I’m not sure why this is falling flat, for some reason this post is even more ignored than the previous one, possibly the inferential distance is too long and it just sounds like random words, or the construction seems arbitrary/unmotivated, like giant cheesecakes the size of cities that a superintelligence would have the power to build but the motivation to do that in particular isn’t being argued. Perhaps opaque designs of a superintelligence are seen as obviously omnipotent, even in the face of philosophical conundrums like free will, so that if it wants something to go well, then it obviously will.

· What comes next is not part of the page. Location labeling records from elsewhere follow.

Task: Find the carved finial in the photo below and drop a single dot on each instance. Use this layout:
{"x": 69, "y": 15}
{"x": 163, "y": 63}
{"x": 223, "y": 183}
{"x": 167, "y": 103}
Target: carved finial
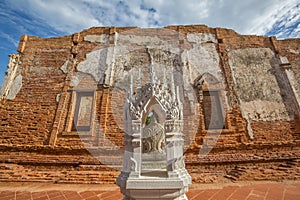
{"x": 151, "y": 70}
{"x": 139, "y": 80}
{"x": 179, "y": 102}
{"x": 165, "y": 78}
{"x": 173, "y": 86}
{"x": 131, "y": 86}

But then there are worries in the vicinity of Bostrom’s Deep Utopia, of how specifically losing necessity of human agency plays out. So the collection-of-hypotheticals construction is one answer to that, that necessity of human agency just doesn’t get lost by default (if humanity ends up centrally non-extinct; perhaps it’s in a world of permanent disempowerment). This answer might be too unapologetically transhumanist for most readers (here superintelligent imagination is the substrate for humanity’s existence, without necessarily any concrete existence at all). It also somewhat relies on grokking a kind of computational compatibilism relevant for decision theory around embedded agency, where decisions develop over logical time, with people/agents that could exist primarily in the form of abstract computations expressed in their acausal influence on whatever substrate would listen to their developing hypothetical decisions (so that the substrate doesn’t even necessarily have access to the exact algorithms, it just needs to follow some of the behaviors of the computations, like an LLM that understands computers in the usual way LLMs understand things).